トントンと扉を叩き,学長室に入るとそこには馬場学長の姿はなく,詰めていた真田先生が居るだけだった。
「あの,すみません。馬場学長はどちらに?」
「学長は連絡があって総合病院へ行かれましたよ。」
「何かあったのですか?」
「私も詳しい事までは聞いていないので‥‥‥」
「そうですか‥‥‥」
報告に来た旨を伝えて欲しいとお願いをして春日結菜と樋口ソフィアは学長室を後にした。春日結菜はカフェテリアに戻り,樋口ソフィアは図書館に向かった。
馬場学長は緊急で呼び出されて聖ウェヌス女学院総合病院に来ていた。
「愛乃,大丈夫かしら‥‥‥」
看護師からの電話で戸田愛乃のバイタルが不安定になり気を失ったと連絡が入った。本当なら今日彼女も含めて山内円佳と水野紫苑の3名は退院する予定だったが,戸田愛乃は退院できないと言われた山内円佳と水野紫苑が付き添うために残りたいと言っているらしい。
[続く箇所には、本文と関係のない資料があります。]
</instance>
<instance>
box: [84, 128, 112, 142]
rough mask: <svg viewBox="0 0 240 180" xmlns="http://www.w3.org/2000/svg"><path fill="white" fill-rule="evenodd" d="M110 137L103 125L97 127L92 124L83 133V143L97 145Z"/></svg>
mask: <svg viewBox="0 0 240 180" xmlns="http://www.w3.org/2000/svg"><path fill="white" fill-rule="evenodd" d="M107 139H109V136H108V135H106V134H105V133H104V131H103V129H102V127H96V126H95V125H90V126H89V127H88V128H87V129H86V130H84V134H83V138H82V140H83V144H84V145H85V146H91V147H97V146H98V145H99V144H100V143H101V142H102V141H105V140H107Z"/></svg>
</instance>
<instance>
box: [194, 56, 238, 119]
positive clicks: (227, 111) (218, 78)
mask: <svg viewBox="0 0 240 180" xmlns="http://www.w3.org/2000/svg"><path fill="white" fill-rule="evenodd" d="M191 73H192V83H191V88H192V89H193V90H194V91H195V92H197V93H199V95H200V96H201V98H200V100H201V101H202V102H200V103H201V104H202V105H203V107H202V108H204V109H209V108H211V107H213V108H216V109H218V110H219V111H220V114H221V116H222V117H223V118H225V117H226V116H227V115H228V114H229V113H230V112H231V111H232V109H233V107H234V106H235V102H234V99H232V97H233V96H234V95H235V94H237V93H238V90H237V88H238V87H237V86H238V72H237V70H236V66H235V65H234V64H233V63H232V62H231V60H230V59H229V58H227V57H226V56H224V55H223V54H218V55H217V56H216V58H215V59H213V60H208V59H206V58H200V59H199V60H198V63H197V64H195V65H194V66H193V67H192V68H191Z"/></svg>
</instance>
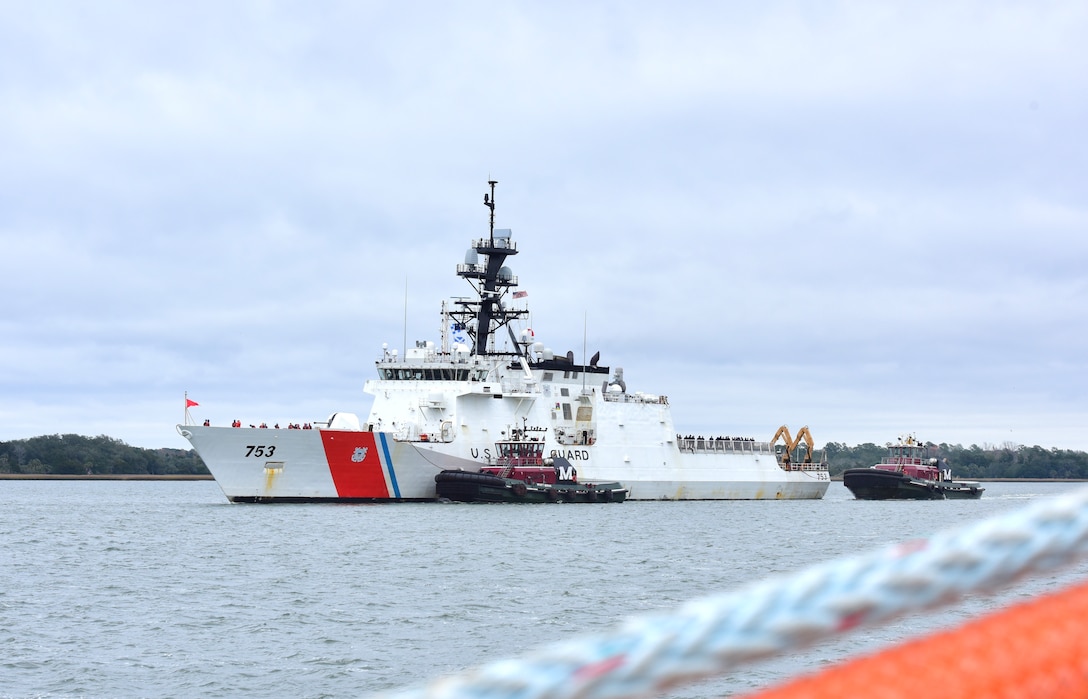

「2人は退院をさせるにしても,もし可能なら付き添いは認めて欲しい。」
馬場学長は病院側に申し入れをしてそれは許可が出た。そして病院側も一旦閉鎖空間に居る医師や看護師を必要数残して余剰人員は現実世界に戻して欲しいとの事だった。
また緊急事態が起きた場合に閉鎖空間の方に来るのは吝かではないとの言質ももらったので,閉鎖空間の事は他言無用と釘を差した上で一時帰還を許した。
「それにしてもあんなに元気だった愛乃が何で急に‥‥‥それに長尾さんも行方が分からないのが気になりますね。」
生徒会室は自分でも調査してみたいが立場上あまり動き回るのは良くない。かと言って誰に任せるのかと言われれば候補は1人しか居ないのだった。